Archive for 2017

NEW YEAR’S PREDICTIONS, from Sarah Hoyt.

REMEMBERING THE 1967 ICE BOWL. My stepmother attended that game, and said they were packing snow around themselves to keep warm.

HAPPY NEW YEAR! You can celebrate in the comments.

IT’S ALWAYS NICE TO MAKE TWITCHY. But I think Michelle Malkin out-tweeted me.

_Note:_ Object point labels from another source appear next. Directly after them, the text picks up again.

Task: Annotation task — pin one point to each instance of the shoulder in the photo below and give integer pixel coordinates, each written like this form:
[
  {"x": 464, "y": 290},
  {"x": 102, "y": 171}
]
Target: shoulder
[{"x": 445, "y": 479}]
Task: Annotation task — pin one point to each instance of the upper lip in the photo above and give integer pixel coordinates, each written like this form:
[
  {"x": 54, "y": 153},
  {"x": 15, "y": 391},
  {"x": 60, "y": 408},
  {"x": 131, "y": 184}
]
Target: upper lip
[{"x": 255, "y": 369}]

THE COMING WAR ON DRIVING:

Regardless, everyone will suffer from the catastrophic loss of privacy. Any network of self-driving cars would, by definition, necessitate total and unceasing tracking of their occupants. I may know how to get to the local liquor store without a map, but my car most certainly does not. To make it there in a driverless model, I’d first have to tell it where I was going, and then it would have to ask the Internet, and the satellites, and, probably, my credit card. To the existing framework we would thus be adding a planet-wrapping exoskeleton with a perfect digital memory. The car, far from serving as a liberator, would become a telescreen on wheels — an FBI-approved bug, to be slipped beneath the chassis in plain sight of the surveilled. At a stroke, my autonomy would be gone. Without permission from the Web, I would be lost in space. A mere server glitch could render me immobile. The government, should it so choose, could stop me dead in my tracks. Yet again, I would be handing over my self-reliance to the government and to the corporations, and asking, plaintively, “Please sir, may I move?”

I refuse.

On the upside, they’ve pretty much got the ability to track you everywhere already. So there’s not much privacy left to give up.

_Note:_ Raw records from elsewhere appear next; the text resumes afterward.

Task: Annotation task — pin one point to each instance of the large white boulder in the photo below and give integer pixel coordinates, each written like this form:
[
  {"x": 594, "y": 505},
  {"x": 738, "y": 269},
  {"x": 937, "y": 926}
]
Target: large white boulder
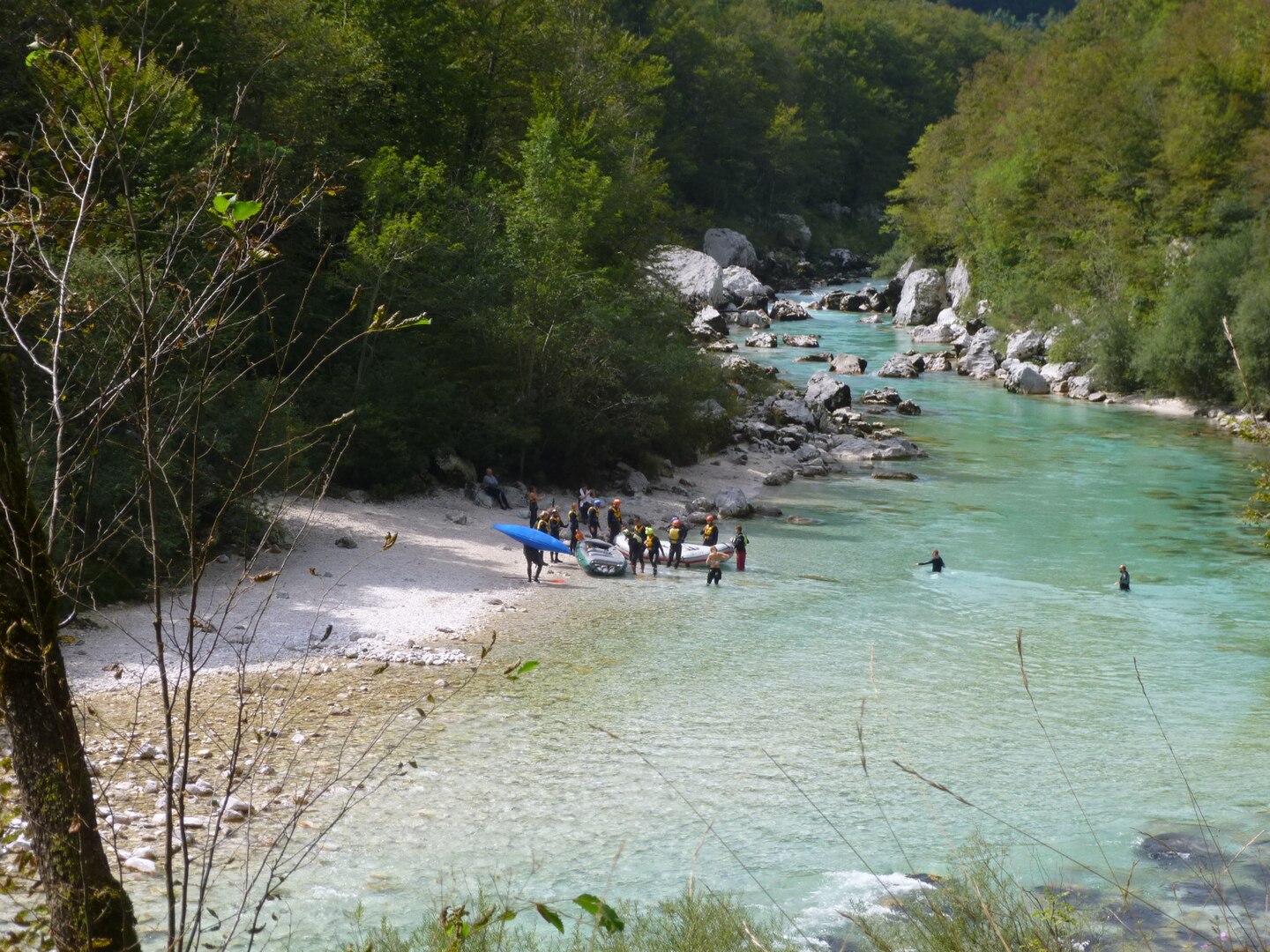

DEMOCRACY DIES IN KOWTOWING: In an article headlined “Iran blocks Instagram and Telegram apps, warns protesters will ‘pay the price’ for unrest,” the Washington Post’s Erin Cunningham goes on to describe Iranian President Hassan Rouhani as “moderate:”

From the capital, Tehran, to Kermanshah in the west and the holy city of Qom in the north, Iranians defied police to vent frustration against a government that allows limited space for political dissent.

Rouhani called on protesters to refrain from violence and damaging government property. After a night of escalating unrest saw attacks on government buildings and violent confrontations with police, the moderate president, reelected to a second term in May, took a conciliatory tone.

In stunning scenes, Iranian protesters chanted “Death to the dictator!” as they tore down posters of supreme leader Ayatollah Ali Khamenei, who holds absolute authority in Iran. Public criticism of Khamenei is generally taboo.

Omri Ceren of the Israel Project has screen shots of additional examples of such journalistic “moderation” and asks, “How many Iranians does the Iranian govt have to shoot in the streets before journalists stop calling that govt & president ‘moderate’?”

Just think of the media as still being Democratic activists with bylines who are still part of Ben Rhodes’ blob, and it all makes sense.

ONE LESS BRICK IN THE WALL: “Islam has brought nothing but misery to Iran. Perhaps it’s time for Iran to try something different,” Michael Walsh writes.

Read the whole thing.

CRY HAVOC, AND UNLEASH THE TUBAS OF WAR! War Tubas: The strange history of listening for approaching aircraft before radar.

Japanese Emperor Hirohito inspects acoustic locators, aka “war tubas,” used to listen for incoming aircraft, in a pre-WWII photo.

(Found via Jonah Goldberg, who is busy “Trying to figure out what the ‘war tuba’ analogue for ‘gaydar’ would be.”)

BREAKING: DID HOUSTON POLICE THWART A POSSIBLE MASS SHOOTING? “Details are sketchy as the only information made available thus far comes from early news reports but Houston police arrested a man, and when they searched his hotel room, they found the makings of a possible disaster.”

JANE THE ACTUARY: I’m sorry, but “aging in place” is still is a piece of *@!%. The Insta-Mother-in-Law moved out of her solo apartment and into an “Independent Living Facility” over a decade ago, and it was a really good move for her. It’s different for different people, of course, but we tend to push one-size-fits-all policy solutions. Well, for certain values of “we,” anyway.

HOLLYWOOD ENDING: Five Movies that Flopped Hard in 2017.

As William Goldman once noted, “Every Oscar night you look back and realize that last year was the worst year in the history of Hollywood.”